= Storylords =

Instructional television series

Storylords is a 1984 low-budget live-action instructional television series shown on educational and PBS member stations in the United States, often during instructional television blocks. It was produced at the University of Wisconsin–Stout for the Wisconsin Educational Communications Board.

==General summary==

Storylords consists of twelve 15-minute programs which focus on building reading comprehension strategies through the use of fantasy. The storyline consists of a young boy named Norbert who has been apprenticed by Lexor - an old Storylord from the land of Mojuste - to defend Mojuste's citizens against the wicked Storylord, Thorzuul. Thorzuul seeks to turn all of those who can't understand what they read into stone statues for his collection.

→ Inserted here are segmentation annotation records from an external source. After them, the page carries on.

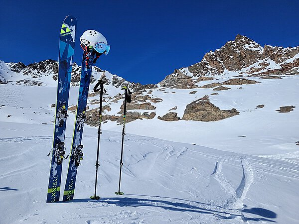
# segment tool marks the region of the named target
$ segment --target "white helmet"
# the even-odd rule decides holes
[[[105,54],[107,54],[110,49],[107,40],[102,33],[92,29],[84,32],[80,38],[80,41],[83,49],[91,46],[99,53],[105,53]]]

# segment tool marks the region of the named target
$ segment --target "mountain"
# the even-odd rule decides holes
[[[271,54],[265,50],[270,48]],[[0,62],[0,223],[297,224],[297,49],[262,47],[238,35],[198,63],[148,85],[95,67],[75,199],[51,204],[45,202],[46,156],[52,147],[57,62]],[[73,67],[66,155],[79,91],[80,68]],[[100,97],[92,89],[100,78],[107,91],[101,198],[92,201]],[[119,197],[125,83],[133,94],[124,137],[125,194]],[[65,161],[62,186],[67,168]]]

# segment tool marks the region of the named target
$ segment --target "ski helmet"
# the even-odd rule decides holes
[[[84,32],[80,38],[80,41],[83,49],[91,46],[98,52],[105,54],[107,54],[110,50],[110,46],[102,33],[92,29]]]

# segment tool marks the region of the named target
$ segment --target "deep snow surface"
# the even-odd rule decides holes
[[[242,112],[222,121],[128,123],[122,196],[114,194],[122,126],[103,124],[98,186],[102,199],[94,201],[89,197],[94,193],[97,130],[85,125],[75,199],[52,204],[45,203],[46,155],[56,89],[0,85],[0,223],[299,223],[299,80],[267,80],[210,96],[221,109]],[[205,91],[209,94],[211,90]],[[76,104],[77,92],[72,88],[70,105]],[[153,94],[158,97],[159,93]],[[264,108],[255,108],[262,104]],[[297,107],[290,113],[275,111],[291,105]],[[74,117],[70,113],[68,118],[67,153]]]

The first few episodes follow a basic formula: first, Norbert is summoned by Lexor through a magic ring to enter the land of Mojuste and help a certain citizen solve a riddle or word puzzle given by Thorzuul. He then travels to Mojuste via the "Bike-o-Tron" (a magical stationary exercise bike in his garage), while chanting:

Thunder and Lightning, Trumpets and Drums, Readers Rejoice, A Storylord Comes!

In Mojuste, Norbert meets with Thorzuul's potential victim. By recalling a recent lesson from his teacher, Mrs. Framish, he helps the citizen solve the riddle just in time before Thorzuul arrives on his motorcycle (driven by his chauffeur, Milkbreath) and discovers that his plans have been thwarted.

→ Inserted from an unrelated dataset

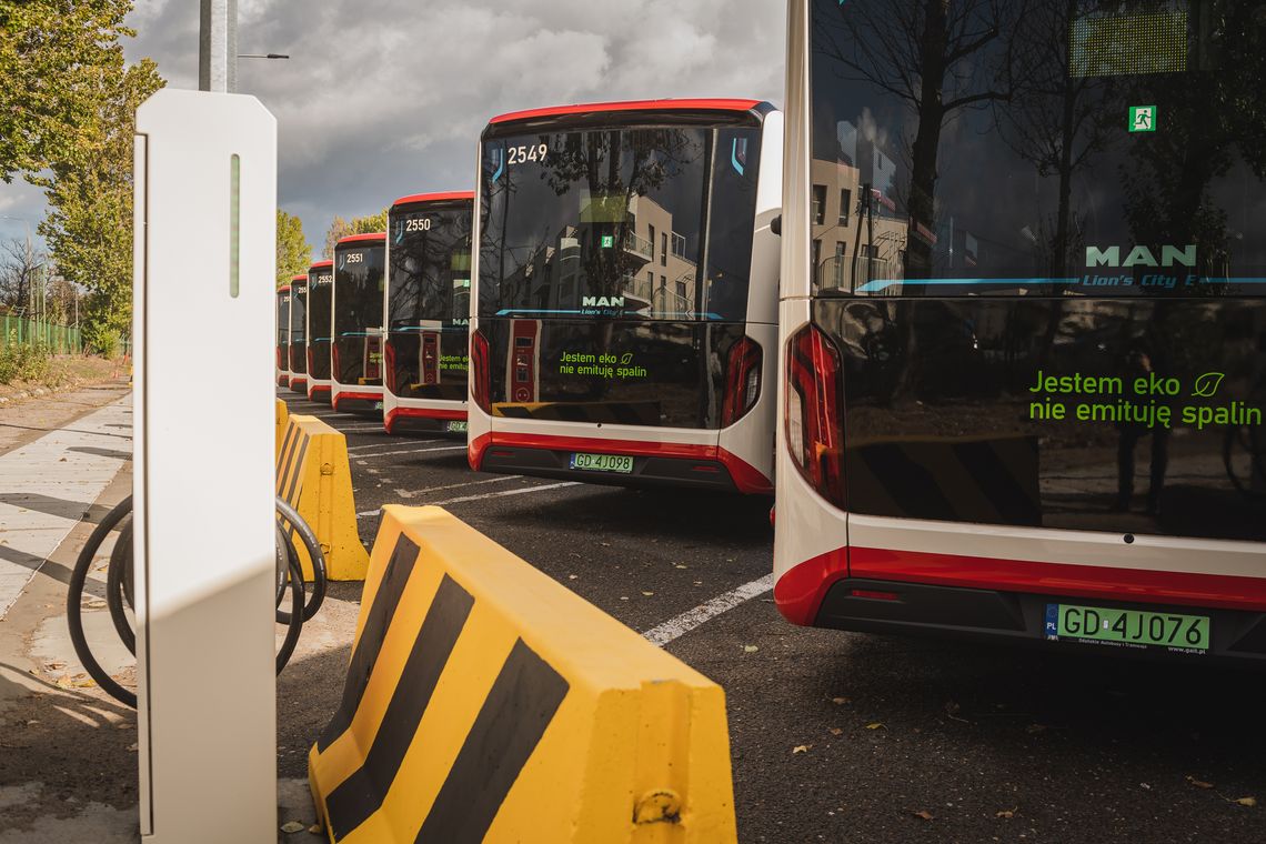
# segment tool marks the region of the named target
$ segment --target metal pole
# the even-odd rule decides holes
[[[197,90],[237,91],[237,0],[201,0]]]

About halfway through the series, Norbert's sister, Mandy, becomes curious about her brother's secret life and decides to follow him to the garage. She touches him, just as he is traveling to Mojuste on the Bike-o-Tron and is transported to the land with him, later to become his assistant.

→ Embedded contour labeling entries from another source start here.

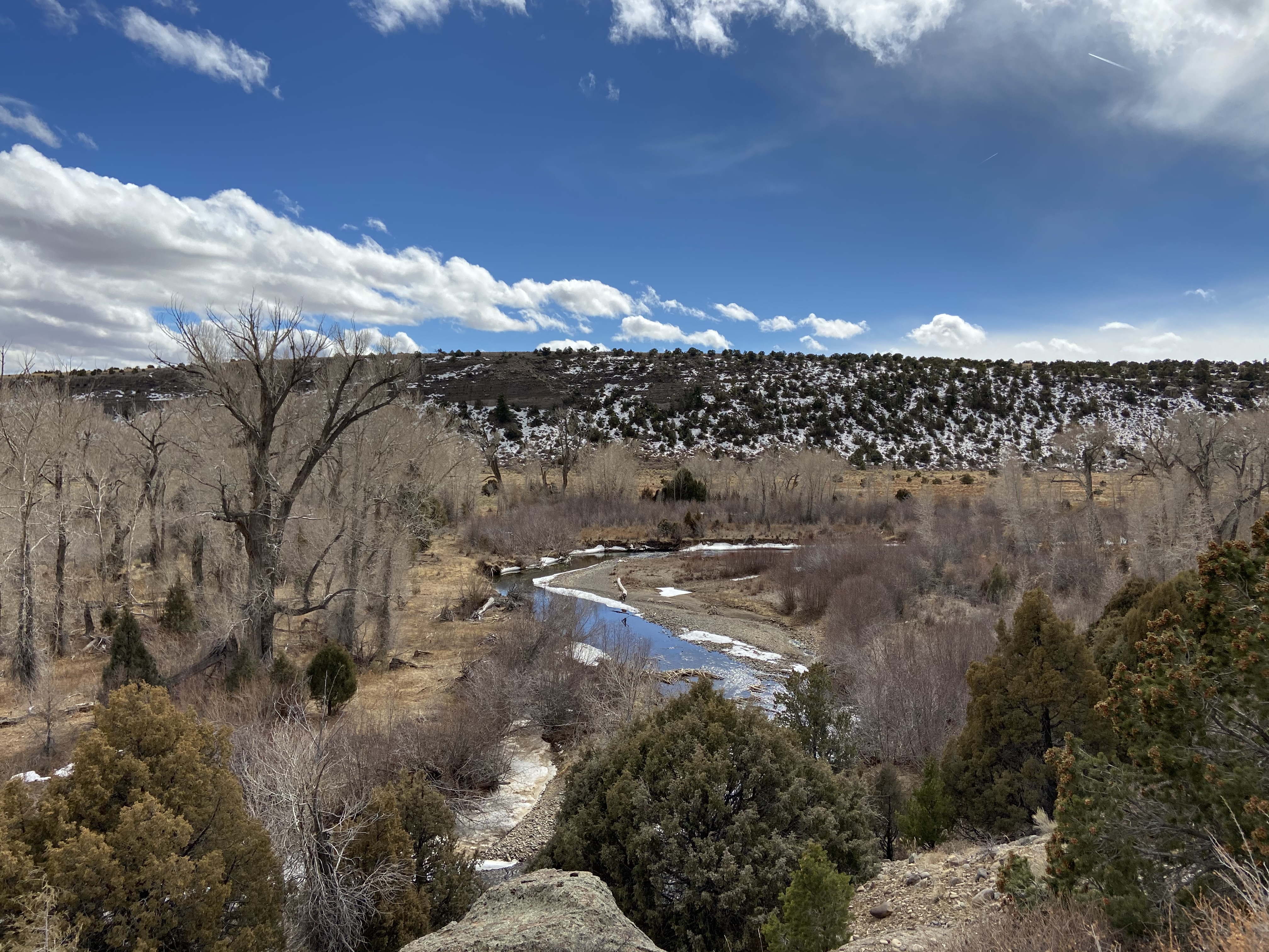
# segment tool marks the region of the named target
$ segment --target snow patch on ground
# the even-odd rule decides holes
[[[508,741],[511,768],[492,793],[464,810],[458,823],[458,839],[473,849],[486,849],[505,836],[529,815],[556,776],[551,745],[536,734],[519,734]]]
[[[576,661],[590,665],[594,668],[605,658],[612,658],[607,651],[595,647],[594,645],[588,645],[585,641],[572,642],[572,658]]]
[[[613,608],[618,612],[626,612],[627,614],[637,616],[642,618],[643,614],[637,608],[631,608],[624,602],[618,602],[615,598],[604,598],[603,595],[596,595],[593,592],[582,592],[581,589],[565,589],[556,585],[548,585],[547,583],[552,579],[558,579],[560,575],[567,575],[567,572],[560,572],[557,575],[543,575],[541,579],[534,579],[533,584],[539,589],[546,589],[552,595],[570,595],[572,598],[580,598],[584,602],[595,602],[598,604],[605,605],[607,608]]]
[[[751,661],[779,661],[784,655],[774,651],[763,651],[744,641],[730,638],[726,635],[714,635],[712,631],[685,631],[679,635],[684,641],[693,641],[698,645],[727,645],[723,649],[732,658],[747,658]]]
[[[688,546],[687,548],[680,548],[680,552],[739,552],[742,548],[801,548],[792,542],[755,542],[753,545],[742,545],[740,542],[702,542],[697,546]]]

In the last four episodes, Thorzuul decides to stop targeting Mojuste's citizens and instead uses his schemes against Norbert and Mandy themselves.

There is an exhibit features original costumes, props and photographs, as well as interactive experiences. This exhibit is at the Rassbach Museum in Menomonie, WI. Check out a 1980's classroom, and hop on the Bike-O-Tron to be transported to the magical land of Mojuste. Learn about the making of the show, and all of the magical places in Dunn County that were featured in the show. Rassbach Museum Storylords exhibit

==Main cast==
- Colm O'Reilly—Norbert Niesenden
- Tanya Tiffany—Mandy
- Mike Nelms—Jason
- Karin Worthley—Mrs Framish
- Alexis Lauren—Lexor
- Larry Laird—Thorzuul
- Dennis Fenichel—Milkbreath

==Production credits==
- Producer/Director - Ed Jakober
- Writer - Jed MacKay
- Program Development - Tom DeRose
- Production Manager - Tim Fuhrmann
- Music Written and performed by: Dave Roll
- Art Director - Annette Proehl
- Audio - Larry Roeming, Jim Guenther
- Production Engineers - Ron Heinecke, Pat Allickson
- Studio Manager - Louis Rivard
- Production Assistants - Bill Moran, Paul Hed

==Episodes==
1. Activating Prior Knowledge Before Reading
2. Connecting What You Know With What's On The Page
3. Knowing When You Don't Know (In Your Head)
4. Knowing When You Don't Know (On The Page)
5. Directed Reading-Thinking Activity
6. Question-Answer Relationships
7. Decoding Words in Context
8. Inferring Word Meaning in Context
9. Story Mapping
10. Pronoun Anaphora
11. Identifying Main Idea and Details
12. Integrating Comprehension Strategies

==Criticism==
Storylords was allegedly criticized by a conservative educator for its emphasis on the whole language method of learning reading skills, rather than through the use of phonics.

Phyllis Schlafly commented on her political activism website, the Eagle Forum, that the series tells kids to "skip over" words they can't pronounce, and instead try to figure out their meanings through pictures or context clues. She concluded that, "With these mischievous instructions, children will never be able to read books unless there are pictures on every page."